The mentioned ontology was employed to create the basic electronic PHR system for the Cros4all project with the application of the part for tele-health monitoring, integrated health and medical data as well as instances for all types of medical practitioners’ investigations. The data integration is embedded on a service layer, with employing of intelligent agents by the PHR owner with other systems and links with other data types and other ontologies’ data needed for the integration of the patient data and quantification of the risk for the patient [6] taking into consideration environmental parameters influence.

When the integration of healthcare and medical data is considered, security issues are very important.

The PHR contains sensitive user data, such as personal information, health family history, and medical and healthcare data that must be protected and secured.

Security issues can be classified into two main categories: information security and system security. Information security includes data encryption, data integration, and authentication. The sensitive data are protected properly according to national regulations regarding the personal data protection law of the patient’s country of living (PHR data are physically residing in the country of patient origin).

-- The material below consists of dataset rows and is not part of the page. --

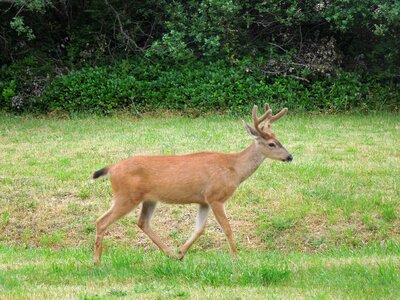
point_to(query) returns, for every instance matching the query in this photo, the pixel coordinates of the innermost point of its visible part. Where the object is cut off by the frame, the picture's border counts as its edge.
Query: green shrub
(91, 90)
(208, 86)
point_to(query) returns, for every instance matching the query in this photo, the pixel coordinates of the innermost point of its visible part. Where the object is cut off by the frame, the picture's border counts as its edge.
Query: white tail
(207, 178)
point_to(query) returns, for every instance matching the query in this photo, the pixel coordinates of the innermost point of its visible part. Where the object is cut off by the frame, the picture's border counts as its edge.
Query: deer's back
(175, 178)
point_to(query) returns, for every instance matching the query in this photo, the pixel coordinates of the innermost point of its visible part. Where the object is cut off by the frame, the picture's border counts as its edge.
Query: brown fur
(206, 178)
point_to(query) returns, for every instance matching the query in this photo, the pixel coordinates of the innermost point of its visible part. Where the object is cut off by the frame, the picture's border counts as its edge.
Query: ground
(326, 224)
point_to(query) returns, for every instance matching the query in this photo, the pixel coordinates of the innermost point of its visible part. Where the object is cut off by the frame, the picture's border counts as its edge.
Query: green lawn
(326, 224)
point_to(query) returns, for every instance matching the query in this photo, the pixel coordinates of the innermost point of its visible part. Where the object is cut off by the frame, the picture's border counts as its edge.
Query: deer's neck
(248, 161)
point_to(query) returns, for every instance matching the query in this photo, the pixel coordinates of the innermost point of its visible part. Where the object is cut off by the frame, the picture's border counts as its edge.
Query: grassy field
(68, 274)
(326, 224)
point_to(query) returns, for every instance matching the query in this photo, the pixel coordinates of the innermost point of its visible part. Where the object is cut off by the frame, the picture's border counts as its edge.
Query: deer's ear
(253, 133)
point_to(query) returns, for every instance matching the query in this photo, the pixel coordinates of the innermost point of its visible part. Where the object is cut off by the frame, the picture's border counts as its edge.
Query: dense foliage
(96, 56)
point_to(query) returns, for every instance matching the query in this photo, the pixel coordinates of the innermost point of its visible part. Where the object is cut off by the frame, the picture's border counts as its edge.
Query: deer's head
(265, 137)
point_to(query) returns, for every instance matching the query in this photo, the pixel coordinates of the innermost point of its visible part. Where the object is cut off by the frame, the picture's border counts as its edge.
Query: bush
(207, 86)
(91, 90)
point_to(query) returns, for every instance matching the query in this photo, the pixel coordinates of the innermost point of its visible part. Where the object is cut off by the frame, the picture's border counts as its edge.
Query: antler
(266, 116)
(257, 120)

We used encryption and access control to protect and enable PHR security and privacy. Prevention of unauthorized access to sensitive patient data at rest is provided by data encryption [16], [17].

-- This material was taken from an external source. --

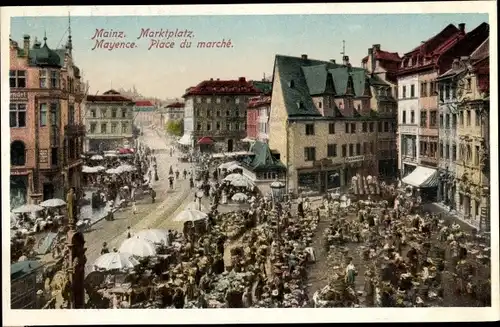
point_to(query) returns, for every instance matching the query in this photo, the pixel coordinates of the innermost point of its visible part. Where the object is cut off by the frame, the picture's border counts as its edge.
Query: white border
(58, 317)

System security is mostly connected to some administrative, technical, and physical security levels. At this point, we used the authentication, authorization and accounting server (AAA) integrated with attribute authority (providing role and routing information according to the country of living of the patient). The AAA layer of the system is designed to use an open-source identity and access management server (in the project we used Keycloack Server) as authenticated users (medical staff, caregivers, and pharmacists) will have access to these data according to the level of digital identity assurance and patient consent.

Standardization also is provided to prevent malicious system misusing. It enables security access protocols, intrusion detection, and prevention techniques, providing SIEM (security information and event management) systems, with audit logs of the users and administrator activities as it was planned in the project [16].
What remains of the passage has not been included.